A person with autoimmune thyroiditis (AT) is more likely to develop another autoimmune disease. However, the vast majority of patients will only develop thyroiditis. There are many symptoms associated with AT. Some people experience a swollen, enlarged thyroid gland. Other people may experience a decrease in their thyroid's ability to produce thyroid hormones. In many cases, the thyroid may not have enough hormones to meet the body's demands.
Hashimoto's thyroiditis is an autoimmune disease that causes an enlargement of the thyroid gland. The swelling causes the throat to feel full and can interfere with swallowing and breathing. It can also be painful. If left untreated, Hashimoto's thyroiditis can lead to the development of myxedema, a rare type of hypothyroidism. People with this condition are also more likely to develop other autoimmune disorders, including type 1 diabetes and rheumatoid arthritis. Symptoms of Hashimoto's thyroiditis may include a bulge in the neck, throat pain, difficulty swallowing, breathing, and speaking.
Hashimoto's thyroiditis can be diagnosed through laboratory tests. Your doctor will check your thyroid hormone levels and determine if treatment is necessary. If you have a low TSH level, you'll need to take a thyroid hormone supplement, such as Levothyroxine. The medication is usually taken for life, so monitoring your thyroid hormone levels regularly is important.
The causes of Graves' disease are not fully understood, but several clinical features and imaging techniques can help diagnose this condition. Several treatment options are available for people suffering from Graves' disease. Large volumes of clinical data support the decision-making process.
Graves' disease is an autoimmune disease. It is caused by circulating antibodies that mimic the thyroid-stimulating hormone (TSHR) effects. Although the exact cause is still unknown, genetics and environmental factors play a role.
Lymphocytic thyroiditis is a thyroid gland disorder that often occurs in postpartum women. It can affect as many as 6% of women within 2-12 months after delivery. The condition's onset is often unprovoked, and the thyroid hormone levels return to normal after a short period. It is also associated with increased circulating anti-thyroid antibodies and type 1 diabetes. The resulting symptoms are typically characterized by transient hypothyroidism lasting two to eight weeks. The autoimmune component is thought to be the culprit.
Lymphocytic thyroiditis is an autoimmune disorder that affects the production of thyroid hormones. This condition is usually asymptomatic, and the symptoms are often overlooked until an examination is performed. Reduced thyroid function includes nervousness, easy fatigue, drowsiness, and insomnia. Sometimes the affected thyroid gland becomes enlarged and becomes nodular.
Drug-induced thyroiditis is often a side effect of a certain medication. Patients may experience pain around the thyroid that can be managed with ibuprofen or other drugs. However, in severe cases, steroids may be necessary. Radiation or chemotherapy treatment to the thyroid gland may also damage the thyroid gland. This can lead to either over or under-production of thyroid hormones. In either case, the condition can be permanent and require long-term treatment. On the other hand, infectious thyroiditis is usually caused by a bacterial infection. Children with this condition typically have a weakened immune system and a problem with developing the thyroid gland.

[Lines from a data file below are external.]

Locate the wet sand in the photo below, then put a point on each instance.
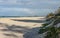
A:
(23, 27)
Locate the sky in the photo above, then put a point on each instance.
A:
(28, 7)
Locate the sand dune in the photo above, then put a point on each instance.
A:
(23, 27)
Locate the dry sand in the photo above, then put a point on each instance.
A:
(23, 27)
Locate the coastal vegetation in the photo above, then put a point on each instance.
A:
(51, 27)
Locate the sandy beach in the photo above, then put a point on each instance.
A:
(23, 27)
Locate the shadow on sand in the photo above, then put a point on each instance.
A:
(28, 33)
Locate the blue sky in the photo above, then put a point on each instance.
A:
(27, 7)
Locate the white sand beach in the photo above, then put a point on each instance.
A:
(23, 27)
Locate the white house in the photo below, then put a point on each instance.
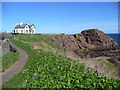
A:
(24, 28)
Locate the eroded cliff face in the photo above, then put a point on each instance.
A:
(88, 42)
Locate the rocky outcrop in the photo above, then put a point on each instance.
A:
(4, 46)
(91, 42)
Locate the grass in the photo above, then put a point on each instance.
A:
(9, 59)
(51, 70)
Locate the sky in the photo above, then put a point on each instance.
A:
(61, 17)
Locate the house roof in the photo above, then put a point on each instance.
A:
(23, 26)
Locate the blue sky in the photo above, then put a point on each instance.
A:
(61, 17)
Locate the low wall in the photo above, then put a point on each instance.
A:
(5, 46)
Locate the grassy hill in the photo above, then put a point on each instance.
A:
(45, 69)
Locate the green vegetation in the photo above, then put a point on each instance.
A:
(51, 70)
(9, 59)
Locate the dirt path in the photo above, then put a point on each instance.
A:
(16, 68)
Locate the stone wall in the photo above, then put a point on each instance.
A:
(5, 46)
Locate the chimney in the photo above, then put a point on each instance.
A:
(16, 23)
(21, 23)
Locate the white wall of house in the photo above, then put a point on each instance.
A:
(25, 30)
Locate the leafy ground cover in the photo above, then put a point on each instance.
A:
(52, 70)
(9, 59)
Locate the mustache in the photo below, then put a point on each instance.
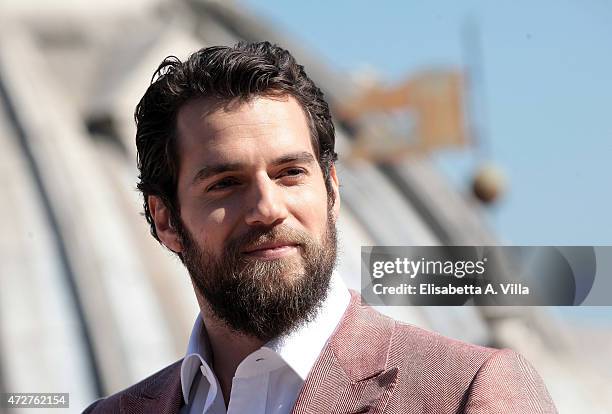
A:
(262, 235)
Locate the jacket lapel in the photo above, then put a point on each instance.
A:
(350, 375)
(161, 395)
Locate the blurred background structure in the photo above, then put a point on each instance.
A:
(90, 303)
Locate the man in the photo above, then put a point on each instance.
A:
(236, 158)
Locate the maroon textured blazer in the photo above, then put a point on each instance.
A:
(374, 364)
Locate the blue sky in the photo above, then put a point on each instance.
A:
(547, 84)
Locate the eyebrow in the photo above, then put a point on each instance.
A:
(208, 171)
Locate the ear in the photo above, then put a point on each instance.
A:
(336, 189)
(166, 231)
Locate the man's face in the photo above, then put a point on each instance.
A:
(257, 230)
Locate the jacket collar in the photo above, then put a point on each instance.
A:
(350, 375)
(161, 393)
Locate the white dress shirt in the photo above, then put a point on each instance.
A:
(268, 380)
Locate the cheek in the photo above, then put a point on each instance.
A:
(310, 208)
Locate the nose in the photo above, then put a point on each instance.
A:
(267, 205)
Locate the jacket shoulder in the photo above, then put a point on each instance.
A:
(149, 387)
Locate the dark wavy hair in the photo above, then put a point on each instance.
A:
(243, 71)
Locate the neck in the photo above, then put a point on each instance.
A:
(228, 347)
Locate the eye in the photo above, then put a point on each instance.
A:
(293, 172)
(223, 184)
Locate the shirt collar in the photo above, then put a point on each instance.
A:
(299, 349)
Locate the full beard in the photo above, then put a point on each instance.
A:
(263, 298)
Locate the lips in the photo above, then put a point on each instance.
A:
(277, 245)
(271, 250)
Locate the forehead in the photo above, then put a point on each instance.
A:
(210, 130)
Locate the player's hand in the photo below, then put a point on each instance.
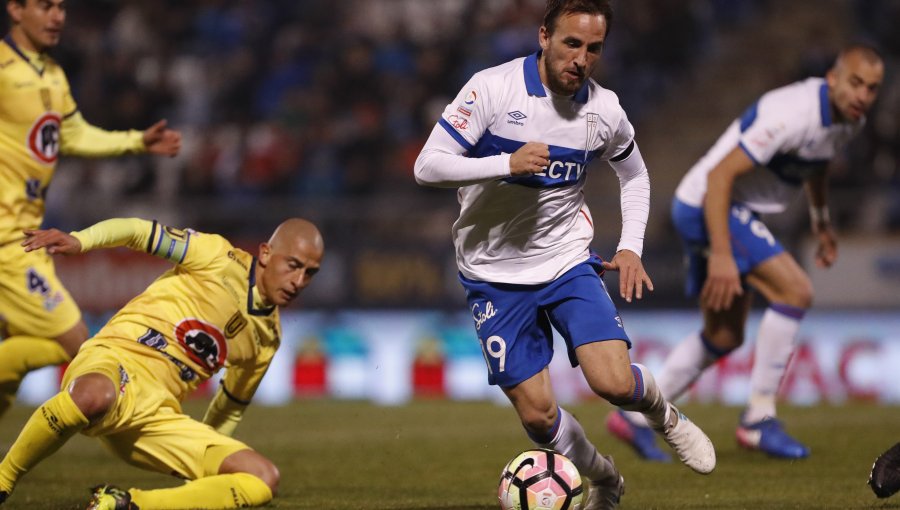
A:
(723, 282)
(531, 158)
(632, 276)
(826, 253)
(158, 139)
(55, 241)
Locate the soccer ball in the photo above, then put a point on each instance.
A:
(540, 480)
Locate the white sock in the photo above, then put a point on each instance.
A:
(683, 366)
(774, 346)
(649, 407)
(571, 441)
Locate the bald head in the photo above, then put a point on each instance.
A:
(866, 53)
(288, 261)
(854, 82)
(296, 230)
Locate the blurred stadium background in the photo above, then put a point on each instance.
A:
(317, 108)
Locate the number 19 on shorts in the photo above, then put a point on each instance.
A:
(494, 347)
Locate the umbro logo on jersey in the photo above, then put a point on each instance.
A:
(516, 117)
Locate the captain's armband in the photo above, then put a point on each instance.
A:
(169, 243)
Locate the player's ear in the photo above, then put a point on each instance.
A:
(14, 9)
(831, 77)
(544, 38)
(265, 251)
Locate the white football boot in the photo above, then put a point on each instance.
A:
(690, 443)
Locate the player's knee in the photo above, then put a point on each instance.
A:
(251, 462)
(268, 472)
(723, 339)
(617, 386)
(72, 339)
(93, 394)
(539, 420)
(801, 294)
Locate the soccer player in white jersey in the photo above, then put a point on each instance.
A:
(781, 143)
(517, 141)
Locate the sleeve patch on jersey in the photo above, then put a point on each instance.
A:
(624, 154)
(455, 134)
(171, 244)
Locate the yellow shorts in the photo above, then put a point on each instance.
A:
(32, 299)
(146, 427)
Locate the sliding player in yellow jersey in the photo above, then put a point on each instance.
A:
(217, 307)
(39, 120)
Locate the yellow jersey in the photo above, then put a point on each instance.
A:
(202, 315)
(39, 120)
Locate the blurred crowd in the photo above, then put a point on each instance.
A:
(319, 107)
(331, 98)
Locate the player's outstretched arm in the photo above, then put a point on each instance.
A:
(160, 140)
(723, 280)
(817, 194)
(133, 233)
(632, 276)
(55, 241)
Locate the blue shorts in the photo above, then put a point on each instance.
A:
(751, 241)
(513, 321)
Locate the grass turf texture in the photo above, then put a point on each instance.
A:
(446, 455)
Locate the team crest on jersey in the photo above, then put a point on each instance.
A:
(203, 342)
(458, 122)
(43, 138)
(235, 324)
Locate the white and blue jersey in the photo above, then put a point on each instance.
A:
(531, 229)
(522, 243)
(790, 136)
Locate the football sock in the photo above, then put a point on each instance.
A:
(49, 427)
(21, 354)
(683, 366)
(647, 399)
(571, 441)
(774, 346)
(234, 490)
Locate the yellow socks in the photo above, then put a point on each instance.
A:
(20, 355)
(51, 425)
(236, 490)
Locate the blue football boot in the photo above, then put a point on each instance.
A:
(768, 436)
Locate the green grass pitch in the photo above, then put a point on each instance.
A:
(448, 455)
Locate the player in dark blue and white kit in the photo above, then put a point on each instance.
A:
(781, 143)
(517, 142)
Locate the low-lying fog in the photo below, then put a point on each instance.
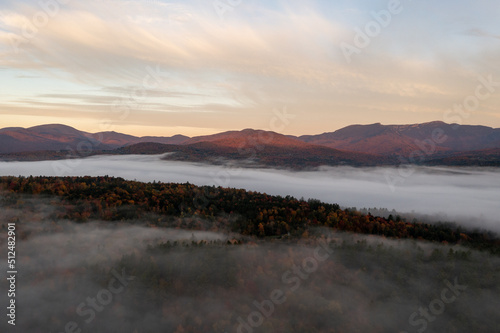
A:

In addition to this, autoimmune thyroiditis may cause the thyroid to fail to function correctly. Therefore, patients who have this condition should be tested for the presence of thyroid antibodies. Thyroid ultrasounds are also useful to detect abnormalities in the thyroid. If either of these conditions is present, a follow-up evaluation will be necessary to treat the situation appropriately.